YouthSave is a consortium project led by Save the Children in partnership with the Center for Social Development at Washington University in St. Louis (CSD), the New America Foundation (NAF), CGAP (Consultative Group to Assist the Poor), and supported by The MasterCard Foundation. The YouthSave Consortium and its local partners - financial institutions and researchers - are committed to developing, delivering, and testing savings products accessible to low-income youth in Colombia, Ghana, Kenya, and Nepal. Through this project, the Consortium will share lessons and resources on delivering savings services sustainably, while improving the life chances of low-income youth in the developing world.
Rationale for Promoting Youth Savings
A third of the global population today is under the age of 19. With 90 percent of these young people living in developing countries, and 45 percent living on less than two dollars per day, there are more youth than ever who need support, tools, and opportunities to become productive, contributing adults. Giving young people the tools to accumulate savings not only opens up economic opportunities, but also affects their attitudes and behaviors in positive ways. Savings can help young people fund future education or start small businesses. They can also improve young people’s self-esteem and future orientation, which may, in turn, help them make positive choices like staying in school and avoiding health risks. Such choices affect young people’s lives for years to come.
Visit our general resources page to learn more about what practitioners and researchers have uncovered about the developmental effects of savings.
Low-Income Youth Can Save
How can the potential of youth savings be maximized?
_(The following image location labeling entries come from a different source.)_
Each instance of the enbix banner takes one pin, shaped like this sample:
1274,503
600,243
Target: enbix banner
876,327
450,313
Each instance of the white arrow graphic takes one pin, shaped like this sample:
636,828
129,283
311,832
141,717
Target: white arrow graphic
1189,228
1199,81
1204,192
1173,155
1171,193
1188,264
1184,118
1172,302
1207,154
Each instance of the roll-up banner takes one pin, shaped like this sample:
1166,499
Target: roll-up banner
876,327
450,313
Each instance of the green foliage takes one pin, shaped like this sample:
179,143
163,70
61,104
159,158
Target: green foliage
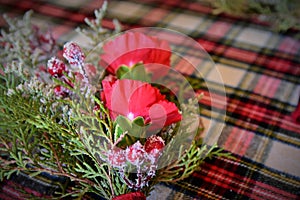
66,137
136,72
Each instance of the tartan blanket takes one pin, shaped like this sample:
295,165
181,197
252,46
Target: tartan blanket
260,70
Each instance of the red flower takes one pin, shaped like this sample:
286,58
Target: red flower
134,98
132,48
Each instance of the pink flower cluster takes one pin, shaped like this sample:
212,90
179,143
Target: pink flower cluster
143,157
137,154
58,69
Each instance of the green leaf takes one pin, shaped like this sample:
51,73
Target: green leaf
122,71
118,132
136,72
139,121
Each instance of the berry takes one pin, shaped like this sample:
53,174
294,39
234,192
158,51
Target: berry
56,67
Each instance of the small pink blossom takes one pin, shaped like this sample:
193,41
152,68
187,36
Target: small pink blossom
73,53
56,67
116,157
135,154
154,145
61,91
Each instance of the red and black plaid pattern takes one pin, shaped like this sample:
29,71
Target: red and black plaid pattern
260,69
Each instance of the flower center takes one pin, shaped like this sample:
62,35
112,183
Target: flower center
130,116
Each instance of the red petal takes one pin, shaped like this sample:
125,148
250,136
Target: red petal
133,47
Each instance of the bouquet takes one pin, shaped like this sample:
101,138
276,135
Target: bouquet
111,120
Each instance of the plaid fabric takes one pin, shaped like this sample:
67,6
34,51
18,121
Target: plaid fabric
260,69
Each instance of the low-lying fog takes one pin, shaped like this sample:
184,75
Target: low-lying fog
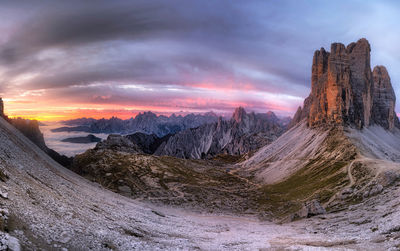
53,139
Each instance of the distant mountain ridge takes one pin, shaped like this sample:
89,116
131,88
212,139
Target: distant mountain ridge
243,133
147,122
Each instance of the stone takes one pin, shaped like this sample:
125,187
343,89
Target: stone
243,133
310,208
345,92
384,99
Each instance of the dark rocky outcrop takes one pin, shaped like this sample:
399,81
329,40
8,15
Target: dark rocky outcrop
243,133
344,90
384,99
30,128
133,143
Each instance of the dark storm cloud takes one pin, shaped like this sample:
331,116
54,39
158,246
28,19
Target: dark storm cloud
225,29
262,45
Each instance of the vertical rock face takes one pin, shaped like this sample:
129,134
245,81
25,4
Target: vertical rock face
384,99
344,90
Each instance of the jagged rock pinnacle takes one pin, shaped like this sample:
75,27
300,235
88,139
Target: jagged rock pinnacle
239,114
344,90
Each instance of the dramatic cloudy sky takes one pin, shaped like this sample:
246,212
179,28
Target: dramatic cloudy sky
64,59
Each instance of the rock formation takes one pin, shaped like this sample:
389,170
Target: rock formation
31,130
344,90
384,99
133,143
147,122
243,133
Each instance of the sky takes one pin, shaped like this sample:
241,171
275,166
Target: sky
69,59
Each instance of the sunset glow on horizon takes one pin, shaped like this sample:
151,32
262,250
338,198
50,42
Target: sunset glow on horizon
65,60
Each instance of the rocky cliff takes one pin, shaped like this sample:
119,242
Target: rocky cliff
147,122
30,128
345,91
243,133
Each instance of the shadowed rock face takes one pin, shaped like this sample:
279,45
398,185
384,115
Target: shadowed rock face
344,90
384,99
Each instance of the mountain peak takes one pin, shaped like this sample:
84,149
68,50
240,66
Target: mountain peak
344,90
239,114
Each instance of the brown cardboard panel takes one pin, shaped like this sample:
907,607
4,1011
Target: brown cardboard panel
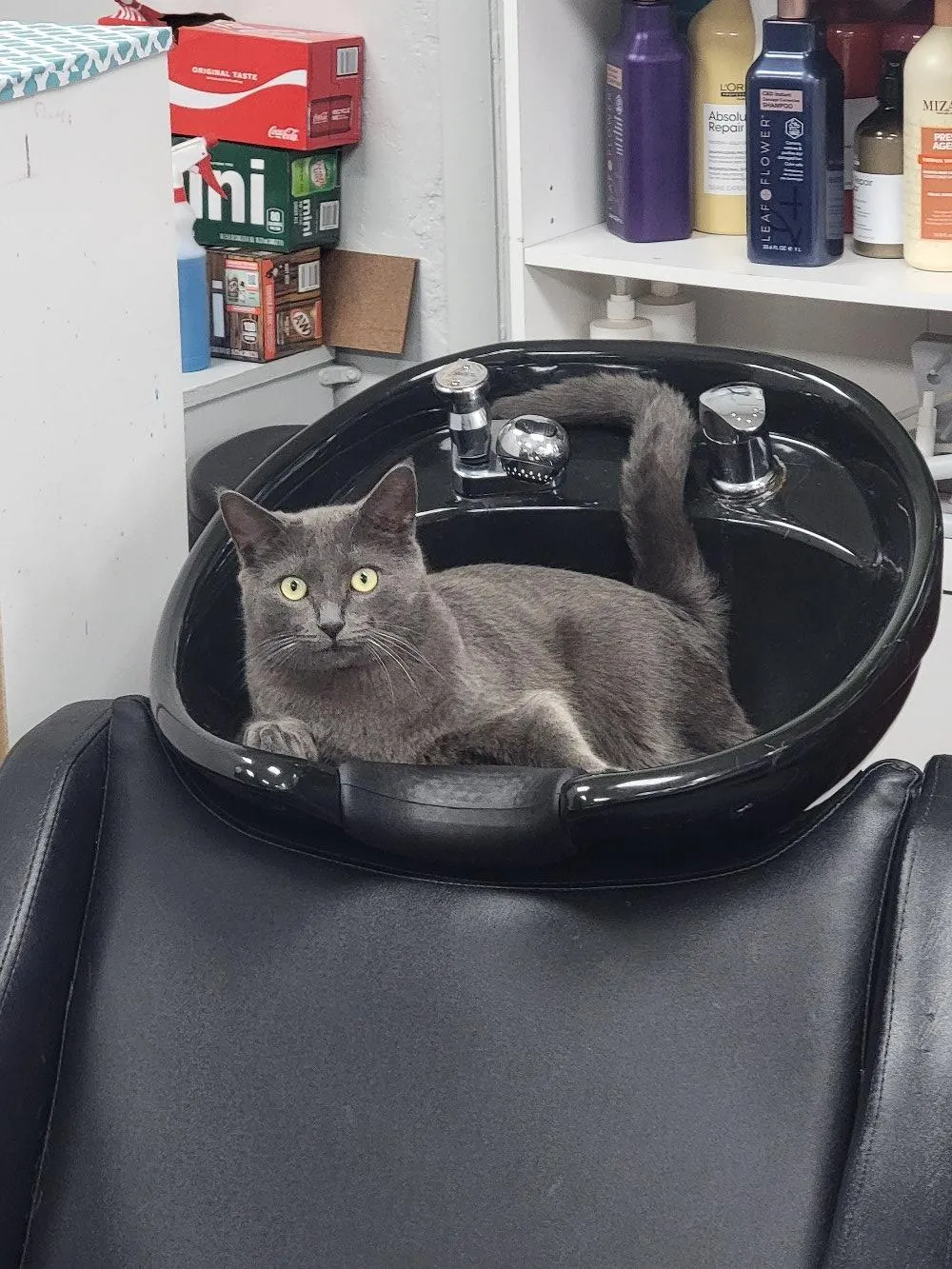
4,732
367,300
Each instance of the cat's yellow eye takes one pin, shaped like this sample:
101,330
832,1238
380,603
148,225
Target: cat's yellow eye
293,587
365,580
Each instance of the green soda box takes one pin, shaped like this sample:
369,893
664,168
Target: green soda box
278,199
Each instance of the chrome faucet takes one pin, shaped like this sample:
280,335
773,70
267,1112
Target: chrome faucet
733,420
497,456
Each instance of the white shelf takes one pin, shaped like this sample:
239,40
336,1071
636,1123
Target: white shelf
225,377
722,263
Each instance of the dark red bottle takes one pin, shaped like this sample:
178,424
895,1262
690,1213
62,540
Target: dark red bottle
856,43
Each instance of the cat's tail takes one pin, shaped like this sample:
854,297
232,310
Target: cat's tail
663,427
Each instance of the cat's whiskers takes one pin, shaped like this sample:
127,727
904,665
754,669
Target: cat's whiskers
410,648
380,662
381,646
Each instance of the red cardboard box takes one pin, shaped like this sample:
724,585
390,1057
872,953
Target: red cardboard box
267,85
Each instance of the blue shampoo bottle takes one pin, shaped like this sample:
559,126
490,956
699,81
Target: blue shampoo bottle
795,144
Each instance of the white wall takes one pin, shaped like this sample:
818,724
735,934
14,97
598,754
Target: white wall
422,183
91,446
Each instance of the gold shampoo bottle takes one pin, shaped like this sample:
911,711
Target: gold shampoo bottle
927,132
722,38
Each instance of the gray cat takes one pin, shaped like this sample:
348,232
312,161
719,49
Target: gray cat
354,650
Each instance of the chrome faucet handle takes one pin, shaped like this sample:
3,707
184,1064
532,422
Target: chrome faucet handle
533,449
463,386
733,419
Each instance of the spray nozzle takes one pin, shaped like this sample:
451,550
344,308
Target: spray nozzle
194,155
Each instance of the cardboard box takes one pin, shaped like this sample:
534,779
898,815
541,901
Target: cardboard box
277,201
265,306
267,85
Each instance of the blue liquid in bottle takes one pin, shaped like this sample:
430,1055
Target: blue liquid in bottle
795,148
193,313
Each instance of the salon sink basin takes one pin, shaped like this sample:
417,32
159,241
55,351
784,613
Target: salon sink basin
834,585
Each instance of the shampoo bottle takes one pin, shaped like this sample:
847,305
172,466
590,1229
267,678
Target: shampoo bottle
927,129
192,264
672,313
855,42
795,144
621,320
647,107
722,39
878,184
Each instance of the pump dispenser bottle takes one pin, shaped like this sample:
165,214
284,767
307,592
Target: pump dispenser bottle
878,178
722,39
621,320
795,144
193,271
927,127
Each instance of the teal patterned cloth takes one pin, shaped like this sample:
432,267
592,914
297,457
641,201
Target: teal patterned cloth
36,57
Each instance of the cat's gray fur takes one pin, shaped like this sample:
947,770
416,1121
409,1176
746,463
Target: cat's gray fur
494,663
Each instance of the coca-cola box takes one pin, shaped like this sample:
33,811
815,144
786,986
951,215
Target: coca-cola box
267,85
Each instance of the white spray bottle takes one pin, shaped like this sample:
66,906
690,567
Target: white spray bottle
192,155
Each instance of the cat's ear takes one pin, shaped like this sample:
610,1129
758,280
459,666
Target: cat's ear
391,504
251,528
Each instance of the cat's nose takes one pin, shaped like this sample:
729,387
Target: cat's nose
331,627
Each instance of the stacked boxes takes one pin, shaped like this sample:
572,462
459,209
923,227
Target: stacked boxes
265,306
277,201
267,85
276,106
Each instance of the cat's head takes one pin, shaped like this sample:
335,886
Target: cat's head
319,587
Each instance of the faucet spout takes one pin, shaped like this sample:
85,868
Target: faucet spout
733,419
463,386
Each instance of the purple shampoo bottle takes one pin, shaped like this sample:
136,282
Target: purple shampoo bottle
647,121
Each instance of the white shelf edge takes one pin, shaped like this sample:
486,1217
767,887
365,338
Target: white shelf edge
722,263
225,377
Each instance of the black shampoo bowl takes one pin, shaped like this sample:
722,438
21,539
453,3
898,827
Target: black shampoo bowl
834,586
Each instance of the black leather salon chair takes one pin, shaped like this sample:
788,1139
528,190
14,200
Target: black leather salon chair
223,1048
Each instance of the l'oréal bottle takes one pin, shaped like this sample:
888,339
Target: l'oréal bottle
795,144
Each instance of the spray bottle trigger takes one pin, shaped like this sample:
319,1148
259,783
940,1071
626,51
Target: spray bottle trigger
208,172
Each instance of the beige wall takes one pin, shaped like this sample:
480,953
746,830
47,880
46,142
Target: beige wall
4,739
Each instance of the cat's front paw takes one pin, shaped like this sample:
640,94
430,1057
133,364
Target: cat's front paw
281,736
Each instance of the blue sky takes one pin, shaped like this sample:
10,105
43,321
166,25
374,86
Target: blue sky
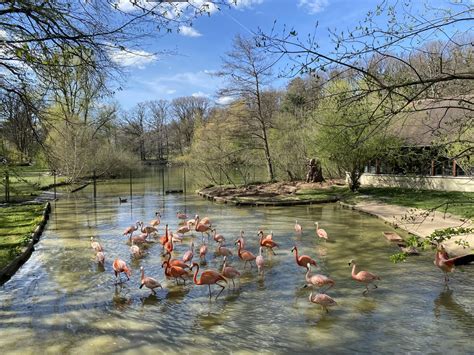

A growing number of initiatives around the world are showing that even poor and vulnerable youth can accumulate savings and assets – when the right tools and institutions are available. Unfortunately, many financial institutions have not developed cost-effective products and delivery systems to serve low-income youth. There is also a lack of knowledge about youth savings preferences in different markets, and about how best to educate and motivate them to save. Financial institutions – as well as the governments, donors, and NGOs that could assist them in serving this market – need better information on the development and commercial impacts of youth savings.